The reproducibility issues that haunt health-care AI.
Each day, around 350 people in the United States die from lung cancer. Many of those deaths could be prevented by screening with low-dose computed tomography (CT) scans. But scanning millions of people would produce millions of images, and there aren’t enough radiologists to do the work. Even if there were, specialists regularly disagree about whether images show cancer or not. The 2017 Kaggle Data Science Bowl set out to test whether machine-learning algorithms could fill the gap.
An online competition for automated lung cancer diagnosis, the Data Science Bowl provided chest CT scans from 1,397 patients to hundreds of teams, for the teams to develop and test their algorithms. At least five of the winning models demonstrated accuracy exceeding 90% at detecting lung nodules. But to be clinically useful, those algorithms would have to perform equally well on multiple data sets.
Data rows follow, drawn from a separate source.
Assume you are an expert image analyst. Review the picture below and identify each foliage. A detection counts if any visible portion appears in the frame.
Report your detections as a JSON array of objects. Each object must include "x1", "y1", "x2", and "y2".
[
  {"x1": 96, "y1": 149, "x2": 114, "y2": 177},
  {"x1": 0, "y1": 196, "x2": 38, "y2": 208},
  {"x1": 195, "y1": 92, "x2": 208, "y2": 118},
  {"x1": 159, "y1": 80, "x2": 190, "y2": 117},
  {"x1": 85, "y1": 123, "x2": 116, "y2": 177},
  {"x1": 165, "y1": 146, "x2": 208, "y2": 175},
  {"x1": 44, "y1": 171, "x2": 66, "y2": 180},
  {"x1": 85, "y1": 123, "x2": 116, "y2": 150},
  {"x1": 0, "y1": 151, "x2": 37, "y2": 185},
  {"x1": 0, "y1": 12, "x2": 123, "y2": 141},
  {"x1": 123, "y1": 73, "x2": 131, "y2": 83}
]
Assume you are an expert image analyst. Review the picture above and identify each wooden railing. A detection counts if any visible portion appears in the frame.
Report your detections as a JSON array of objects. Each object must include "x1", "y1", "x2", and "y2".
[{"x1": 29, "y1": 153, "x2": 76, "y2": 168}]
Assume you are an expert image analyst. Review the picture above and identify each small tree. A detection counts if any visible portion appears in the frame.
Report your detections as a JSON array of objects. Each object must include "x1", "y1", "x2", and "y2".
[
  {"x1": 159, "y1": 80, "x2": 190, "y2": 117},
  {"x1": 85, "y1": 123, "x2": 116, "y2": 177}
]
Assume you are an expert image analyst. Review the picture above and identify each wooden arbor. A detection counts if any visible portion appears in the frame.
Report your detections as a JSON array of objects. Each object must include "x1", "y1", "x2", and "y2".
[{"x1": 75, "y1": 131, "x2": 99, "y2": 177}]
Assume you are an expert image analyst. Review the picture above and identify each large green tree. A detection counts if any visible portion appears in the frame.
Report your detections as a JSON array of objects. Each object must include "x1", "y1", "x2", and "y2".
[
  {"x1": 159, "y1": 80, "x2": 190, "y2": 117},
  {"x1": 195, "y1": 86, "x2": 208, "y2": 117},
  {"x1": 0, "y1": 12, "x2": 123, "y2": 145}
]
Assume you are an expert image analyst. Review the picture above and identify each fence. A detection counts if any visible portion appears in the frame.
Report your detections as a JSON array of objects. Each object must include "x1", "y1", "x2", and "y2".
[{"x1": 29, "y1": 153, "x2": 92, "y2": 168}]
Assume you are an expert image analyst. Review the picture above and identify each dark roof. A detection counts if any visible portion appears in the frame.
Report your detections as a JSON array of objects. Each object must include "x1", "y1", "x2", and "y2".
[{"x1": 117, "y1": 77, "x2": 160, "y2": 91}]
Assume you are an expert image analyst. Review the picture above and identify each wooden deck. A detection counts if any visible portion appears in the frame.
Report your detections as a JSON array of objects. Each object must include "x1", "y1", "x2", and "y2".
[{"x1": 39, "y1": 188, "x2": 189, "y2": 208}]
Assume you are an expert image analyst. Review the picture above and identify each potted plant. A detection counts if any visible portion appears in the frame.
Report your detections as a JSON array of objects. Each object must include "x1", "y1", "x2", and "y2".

To test that, Kun-Hsing Yu, a data scientist at Harvard Medical School in Boston, Massachusetts, acquired the ten best-performing algorithms and challenged them on a subset of the data used in the original competition. On these data, the algorithms topped out at 60–70% accuracy, Yu says. In some cases, they were effectively coin tosses1. “Almost all of these award-winning models failed miserably,” he says. “That was kind of surprising to us.”
But maybe it shouldn’t have been. The artificial-intelligence (AI) community faces a reproducibility crisis, says Sayash Kapoor, a PhD candidate in computer science at Princeton University in New Jersey. As part of his work on the limits of computational prediction, Kapoor discovered that reproducibility failures and pitfalls had been reported in 329 studies across 17 fields, including medicine. He and a colleague organized a one-day online workshop last July to discuss the subject, which attracted about 600 participants from 30 countries. The resulting videos have been viewed more than 5,000 times.